In The GOP Who Is Stupider, The Followers Or The Leaders?



When it comes to polling-- and certainly focus groups-- I am always chaffing at the bit to know what is never offered: a demographic category based not on race or gender or income but on intelligence, specifically on IQ. I know... never gonna happen. The closest we come is educational attainment. It doesn't do it for me. For example, the latest Marist poll for NPR/PBS (yesterday) shows that, overall, 50% of Americans approve of the job Biden is doing as president, while 43% disapprove. When Marist breaks it down by education level it looks like this:

  • college graduation- 61% approve, 34% disapprove

  • non college graduation- 43% approve, 50% disapprove

Educational attainment is not the same as intelligence, but it's as close as polling will give us. You know what I'm waiting for, right? Proof that the average IQ of a Trump voter is around 80-90 (my guess) and that the average IQ of a QAnon believer is around 70-80. A couple of days ago, Paul Krugman spent some time in two columns talking about how ignorance-- "ignorance about history, about science, about economics and more-- has become a core conservative value.

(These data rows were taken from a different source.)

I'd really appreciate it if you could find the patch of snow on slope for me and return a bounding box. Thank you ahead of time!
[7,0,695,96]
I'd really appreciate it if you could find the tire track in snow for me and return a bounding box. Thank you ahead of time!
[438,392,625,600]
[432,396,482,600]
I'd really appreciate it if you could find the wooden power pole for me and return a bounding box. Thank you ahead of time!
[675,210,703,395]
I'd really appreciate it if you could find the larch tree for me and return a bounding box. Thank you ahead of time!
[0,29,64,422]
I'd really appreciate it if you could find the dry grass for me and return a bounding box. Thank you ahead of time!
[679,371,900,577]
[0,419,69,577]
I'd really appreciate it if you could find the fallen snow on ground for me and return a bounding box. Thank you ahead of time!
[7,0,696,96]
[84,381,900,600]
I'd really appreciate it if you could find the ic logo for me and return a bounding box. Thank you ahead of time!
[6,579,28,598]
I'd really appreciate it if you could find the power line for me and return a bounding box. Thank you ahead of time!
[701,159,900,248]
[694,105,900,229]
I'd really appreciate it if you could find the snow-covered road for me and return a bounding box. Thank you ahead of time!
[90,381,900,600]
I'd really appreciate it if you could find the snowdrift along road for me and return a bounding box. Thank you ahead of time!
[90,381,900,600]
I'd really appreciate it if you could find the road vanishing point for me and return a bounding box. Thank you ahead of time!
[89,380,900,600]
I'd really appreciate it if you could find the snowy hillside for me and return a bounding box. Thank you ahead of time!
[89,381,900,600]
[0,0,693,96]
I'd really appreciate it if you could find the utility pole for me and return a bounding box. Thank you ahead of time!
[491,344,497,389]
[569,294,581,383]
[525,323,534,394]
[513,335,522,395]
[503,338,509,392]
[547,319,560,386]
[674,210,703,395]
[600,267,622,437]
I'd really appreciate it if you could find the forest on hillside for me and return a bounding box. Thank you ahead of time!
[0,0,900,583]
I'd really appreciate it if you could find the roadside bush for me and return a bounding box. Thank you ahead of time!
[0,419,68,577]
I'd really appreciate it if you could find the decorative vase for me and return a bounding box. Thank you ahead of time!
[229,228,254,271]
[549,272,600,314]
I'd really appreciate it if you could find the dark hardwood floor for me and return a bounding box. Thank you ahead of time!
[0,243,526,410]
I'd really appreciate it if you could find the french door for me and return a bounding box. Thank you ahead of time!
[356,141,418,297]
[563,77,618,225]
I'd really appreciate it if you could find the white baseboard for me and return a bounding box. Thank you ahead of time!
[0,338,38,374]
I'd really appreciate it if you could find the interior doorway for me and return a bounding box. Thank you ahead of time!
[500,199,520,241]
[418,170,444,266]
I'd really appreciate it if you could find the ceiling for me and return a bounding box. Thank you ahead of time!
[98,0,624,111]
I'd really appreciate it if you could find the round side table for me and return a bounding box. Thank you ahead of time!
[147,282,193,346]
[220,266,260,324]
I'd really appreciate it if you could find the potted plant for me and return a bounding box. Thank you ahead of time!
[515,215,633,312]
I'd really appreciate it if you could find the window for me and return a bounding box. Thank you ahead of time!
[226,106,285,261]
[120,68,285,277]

This exaltation of ignorance naturally goes hand in hand with disdain for expertise: A vast majority of scientists may agree that greenhouse gas emissions are warming the planet, but hey, it’s all just a gigantic hoax. But wait, there’s more. On the right, expertise isn’t just considered worthless, it’s viewed as disqualifying. People with actual knowledge of a policy area-- certainly those with any kind of professional reputation-- are often excluded from any role in shaping policy. Preference is given to the incompetent-- often the luridly incompetent."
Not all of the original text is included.